UG: Doing something collectively means war.... It's like the European Economic Community. Each one has his own idea of running their country. Each country wants its own language, its own laws, its own king or queen, and resents any interference in its affairs from other countries. They have, however, set aside these differences in order to solve larger problems. But individually what can you do? Why are you concerned about humanity?
Q: As you would say, the urge to help is a result of my culture. When you see someone sad, tears come to your eyes. We empathize....
UG: We translate that as sadness, and the tears follow as a sentimental effect. But the tear ducts are there to protect your eyes from going blind, to keep them lubricated and cleansed, and not to respond to the suffering of others. This may be a crude way of putting things, but that's the fact of the matter.
Q: Tears are also an expression of sadness....
UG: We have translated that as an expression of sadness. Emotions activate the glands, unfortunately.... Sir, the fate of the world is in your hands. You decide. Just press the button and the whole thing is finished. I am ready to go any time!
Q: You see, we have difficulty in understanding the ethical implications of our actions. In our zeal and enthusiasm to do something....

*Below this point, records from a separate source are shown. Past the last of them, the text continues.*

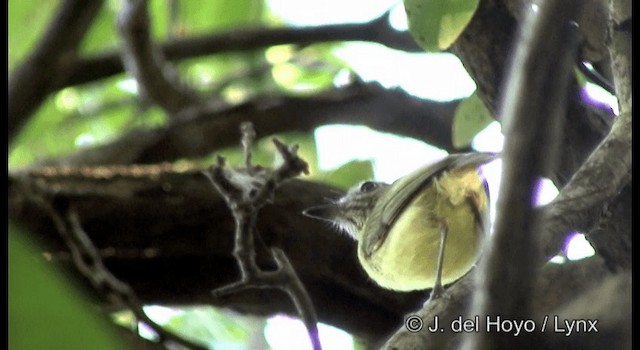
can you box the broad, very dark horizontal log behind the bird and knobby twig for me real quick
[9,165,425,342]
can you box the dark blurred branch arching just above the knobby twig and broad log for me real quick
[36,84,460,165]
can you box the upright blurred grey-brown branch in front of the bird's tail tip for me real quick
[464,1,580,349]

UG: The ethical considerations are what are standing in the way of your doing something. You don't have the energy to deal with this problem because you are throwing away what energy you do have by indulging in all these pointless ethical considerations. Otherwise you would find some way of neutralizing the whole thing. There must be some way of doing it. The superpowers will soon be humbled, neutralized in no time, by a single terrorist. Ghaddaffi needs only one atomic hand grenade to neutralize the power of the mighty nations. They say that they already have a hand grenade that can blow up the Golden Gate Bridge. I wouldn't know. We now have hydrogen bombs, neutron bombs, gas warfare — horrible weapons at our disposal. Look at the billions being poured into these arms. What for?
Q: Even worse than the atomic grenades is biological warfare. It's terrible.

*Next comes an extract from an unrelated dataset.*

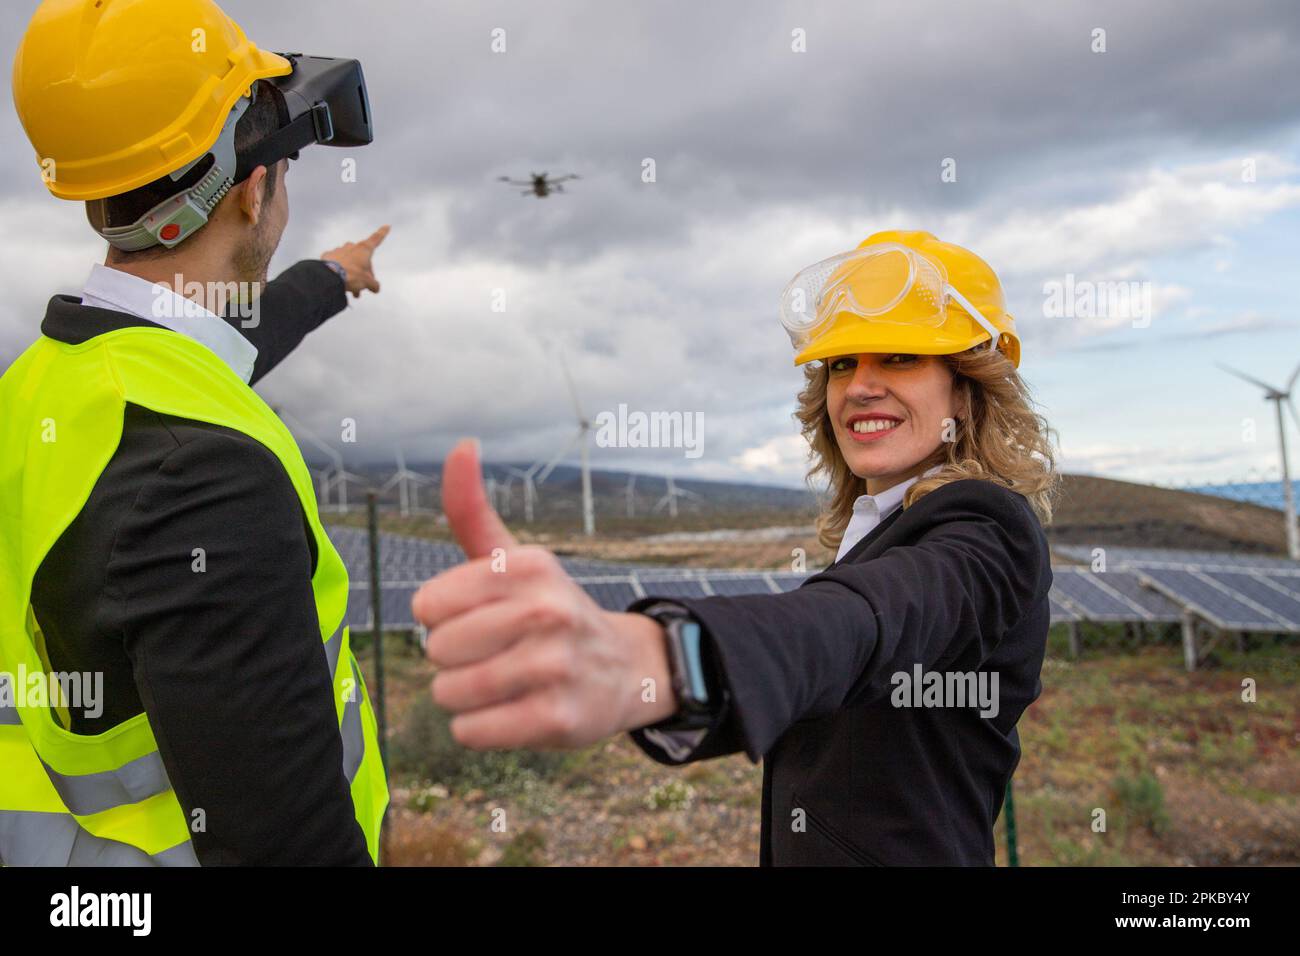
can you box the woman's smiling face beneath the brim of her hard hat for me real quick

UG: That's the worst. You don't even need that. They have those atom bombs piling up. Yet they have no use for them. What huge amounts of money we are pouring into that! What for?
Q: If someone drops an atom bomb it is obvious. We can see it. But biological warfare is something that can be carried on in a subtle way without anyone discovering what's going on....

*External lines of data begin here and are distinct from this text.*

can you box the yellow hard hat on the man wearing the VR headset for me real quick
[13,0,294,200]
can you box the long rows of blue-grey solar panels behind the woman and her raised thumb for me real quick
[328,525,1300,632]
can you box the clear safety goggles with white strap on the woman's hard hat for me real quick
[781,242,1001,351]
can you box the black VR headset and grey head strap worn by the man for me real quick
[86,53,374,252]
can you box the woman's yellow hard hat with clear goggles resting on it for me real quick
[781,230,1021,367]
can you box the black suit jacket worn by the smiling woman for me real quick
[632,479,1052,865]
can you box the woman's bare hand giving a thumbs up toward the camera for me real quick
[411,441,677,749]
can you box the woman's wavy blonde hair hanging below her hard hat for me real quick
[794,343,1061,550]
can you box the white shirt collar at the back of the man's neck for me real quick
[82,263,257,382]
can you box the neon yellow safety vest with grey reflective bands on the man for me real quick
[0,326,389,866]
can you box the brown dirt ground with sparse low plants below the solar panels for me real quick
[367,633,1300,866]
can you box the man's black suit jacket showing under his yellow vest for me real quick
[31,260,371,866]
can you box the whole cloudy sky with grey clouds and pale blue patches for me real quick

I must be leaving soon. But I would like to put to you one more question somewhat unrelated to what we have been discussing: what is your opinion regarding the existence of God?
UG: Oh my God! You really want my answer? To me the question of whether God exists or not is irrelevant and immaterial. We have no use for God. We have used God to justify the killing of millions and millions of people. We exploit God.
Q: That's the negative aspect of it.
UG: That's the positive aspect of it, not the negative. In the name of God we have killed more people than in the two world wars put together. In Japan millions of people died in the name of the sacred Buddha. Here in India, five thousand Jains were massacred in a single day. This is not a peaceful nation! You don't want to read your own history: it's full of violence from the beginning to the end.
Q: Then how can people remain as a group if they don't believe in something?
UG: The fear of extinction will probably bring us together, not `love' or feeling of brotherhood. The invention of God, along with all those other beliefs, may have served mankind's instinct to survive for some time in the past, but not now. It's the extension of the same survival mechanism that now operates through the fear of extinction. The biological instinct is very powerful, and the fear of extinction, not love and compassion, will probably be the savior of mankind.